There are different issues we might have appreciated to deal with as nicely, like “time-to-first-byte” (TTFB) values, which correlates extremely with rating; I would extremely advocate HTTP Archive for that. They periodically crawl the highest websites on the net and report detailed details about nearly all the things. According to the newest data, they’ve analyzed four,565,694 distinctive web sites, with full Lighthouse scores and having saved explicit applied sciences like jQuery or WordPress for the entire information set. Huge props to Rick Viscomi who does an incredible job as its “steward,” as he likes to name himself.
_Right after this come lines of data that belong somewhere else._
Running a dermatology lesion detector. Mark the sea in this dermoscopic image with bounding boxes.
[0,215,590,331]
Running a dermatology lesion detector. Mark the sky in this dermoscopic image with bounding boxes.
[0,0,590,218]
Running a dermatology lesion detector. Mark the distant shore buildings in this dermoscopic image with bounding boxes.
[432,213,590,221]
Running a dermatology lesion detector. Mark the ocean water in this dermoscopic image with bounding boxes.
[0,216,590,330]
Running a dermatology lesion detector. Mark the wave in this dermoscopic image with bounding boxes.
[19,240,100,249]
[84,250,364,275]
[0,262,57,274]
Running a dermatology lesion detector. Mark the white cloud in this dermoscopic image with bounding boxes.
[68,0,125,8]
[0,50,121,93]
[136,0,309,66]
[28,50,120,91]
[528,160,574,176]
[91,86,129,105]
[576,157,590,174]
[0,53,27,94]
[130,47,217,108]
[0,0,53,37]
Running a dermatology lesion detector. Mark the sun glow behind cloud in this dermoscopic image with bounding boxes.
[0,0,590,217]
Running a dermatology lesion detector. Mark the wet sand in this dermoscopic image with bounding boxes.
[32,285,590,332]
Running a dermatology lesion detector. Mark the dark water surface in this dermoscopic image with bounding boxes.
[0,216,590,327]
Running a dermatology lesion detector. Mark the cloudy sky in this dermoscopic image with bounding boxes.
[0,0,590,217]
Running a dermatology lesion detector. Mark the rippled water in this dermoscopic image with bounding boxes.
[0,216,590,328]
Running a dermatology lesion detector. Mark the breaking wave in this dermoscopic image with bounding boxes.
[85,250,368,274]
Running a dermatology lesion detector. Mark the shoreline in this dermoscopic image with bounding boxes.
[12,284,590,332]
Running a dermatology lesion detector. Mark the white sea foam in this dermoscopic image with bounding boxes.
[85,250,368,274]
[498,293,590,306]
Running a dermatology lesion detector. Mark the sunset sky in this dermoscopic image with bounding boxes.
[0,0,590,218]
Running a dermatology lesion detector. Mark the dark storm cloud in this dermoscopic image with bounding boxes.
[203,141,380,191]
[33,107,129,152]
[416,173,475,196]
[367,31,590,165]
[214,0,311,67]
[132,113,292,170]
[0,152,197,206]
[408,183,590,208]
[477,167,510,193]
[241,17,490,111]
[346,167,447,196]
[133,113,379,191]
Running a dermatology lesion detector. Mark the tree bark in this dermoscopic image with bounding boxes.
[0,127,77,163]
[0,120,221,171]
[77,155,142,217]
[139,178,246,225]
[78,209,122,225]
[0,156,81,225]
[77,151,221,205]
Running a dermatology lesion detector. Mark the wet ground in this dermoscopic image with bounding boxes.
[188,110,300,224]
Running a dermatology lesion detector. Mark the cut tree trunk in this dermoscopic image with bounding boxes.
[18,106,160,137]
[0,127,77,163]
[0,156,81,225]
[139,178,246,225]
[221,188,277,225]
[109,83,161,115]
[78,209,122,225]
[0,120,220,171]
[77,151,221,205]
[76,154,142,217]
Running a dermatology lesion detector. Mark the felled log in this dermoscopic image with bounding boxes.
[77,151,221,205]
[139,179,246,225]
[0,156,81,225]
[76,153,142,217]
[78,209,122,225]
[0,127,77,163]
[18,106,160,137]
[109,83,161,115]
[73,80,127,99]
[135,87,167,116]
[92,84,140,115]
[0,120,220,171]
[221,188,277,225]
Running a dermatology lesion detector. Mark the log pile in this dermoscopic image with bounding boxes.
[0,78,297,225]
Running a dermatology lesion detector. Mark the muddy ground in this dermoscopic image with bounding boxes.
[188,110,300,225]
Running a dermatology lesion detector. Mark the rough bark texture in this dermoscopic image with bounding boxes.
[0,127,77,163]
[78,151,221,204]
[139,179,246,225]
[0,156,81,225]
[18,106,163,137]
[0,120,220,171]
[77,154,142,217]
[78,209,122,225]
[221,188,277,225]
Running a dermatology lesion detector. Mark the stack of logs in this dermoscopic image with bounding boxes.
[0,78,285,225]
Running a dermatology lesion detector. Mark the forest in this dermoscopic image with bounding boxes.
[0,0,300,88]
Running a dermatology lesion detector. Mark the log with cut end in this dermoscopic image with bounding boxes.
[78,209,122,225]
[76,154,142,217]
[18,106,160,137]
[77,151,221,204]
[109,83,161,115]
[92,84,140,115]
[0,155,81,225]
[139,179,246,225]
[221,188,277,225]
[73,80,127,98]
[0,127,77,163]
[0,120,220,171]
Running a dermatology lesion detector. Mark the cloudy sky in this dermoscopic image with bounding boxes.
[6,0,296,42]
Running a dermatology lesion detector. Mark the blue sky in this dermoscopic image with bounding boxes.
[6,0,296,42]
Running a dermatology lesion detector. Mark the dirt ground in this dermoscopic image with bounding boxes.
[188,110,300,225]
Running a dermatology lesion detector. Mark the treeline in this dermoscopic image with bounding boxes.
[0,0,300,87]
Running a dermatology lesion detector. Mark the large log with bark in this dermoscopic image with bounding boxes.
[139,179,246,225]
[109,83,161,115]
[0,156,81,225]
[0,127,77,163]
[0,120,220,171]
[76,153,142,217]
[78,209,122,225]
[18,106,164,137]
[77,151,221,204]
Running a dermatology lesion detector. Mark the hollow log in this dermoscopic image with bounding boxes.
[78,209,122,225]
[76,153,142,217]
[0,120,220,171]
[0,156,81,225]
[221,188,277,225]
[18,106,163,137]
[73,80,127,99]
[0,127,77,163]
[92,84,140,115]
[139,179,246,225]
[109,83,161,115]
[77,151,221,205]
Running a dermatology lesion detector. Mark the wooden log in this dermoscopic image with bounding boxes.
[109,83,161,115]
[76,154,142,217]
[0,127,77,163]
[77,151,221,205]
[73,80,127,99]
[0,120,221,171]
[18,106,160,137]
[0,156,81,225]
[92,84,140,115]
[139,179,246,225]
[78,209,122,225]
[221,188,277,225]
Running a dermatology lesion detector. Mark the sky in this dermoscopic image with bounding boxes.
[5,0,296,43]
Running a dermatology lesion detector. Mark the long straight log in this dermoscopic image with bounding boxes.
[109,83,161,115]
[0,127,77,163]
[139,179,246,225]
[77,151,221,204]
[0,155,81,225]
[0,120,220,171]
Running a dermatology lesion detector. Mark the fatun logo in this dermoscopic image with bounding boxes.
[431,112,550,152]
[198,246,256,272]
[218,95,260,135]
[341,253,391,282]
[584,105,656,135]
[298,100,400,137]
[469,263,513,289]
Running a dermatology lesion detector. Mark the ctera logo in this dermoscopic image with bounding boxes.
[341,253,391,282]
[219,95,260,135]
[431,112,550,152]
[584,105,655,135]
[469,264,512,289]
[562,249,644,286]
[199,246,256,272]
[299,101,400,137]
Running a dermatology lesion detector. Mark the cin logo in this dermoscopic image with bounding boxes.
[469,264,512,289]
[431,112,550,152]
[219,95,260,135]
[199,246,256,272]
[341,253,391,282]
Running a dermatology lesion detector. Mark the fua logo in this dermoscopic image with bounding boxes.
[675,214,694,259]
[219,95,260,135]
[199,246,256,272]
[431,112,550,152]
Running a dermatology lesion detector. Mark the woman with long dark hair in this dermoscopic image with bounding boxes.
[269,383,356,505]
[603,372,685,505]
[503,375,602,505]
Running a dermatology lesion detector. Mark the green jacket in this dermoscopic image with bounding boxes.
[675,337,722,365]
Performing this large-scale research was a enjoyable trip. We realized quite a bit and we hope you discovered the above numbers as fascinating as we did. If there’s a tag or attribute specifically you wish to see the numbers for, please let me know within the feedback under.

Once once more, try the complete HTML research outcomes and let me know what you assume!

Source hyperlink Internet Marketing

Be the first to comment

Leave a Reply

Your email address will not be published.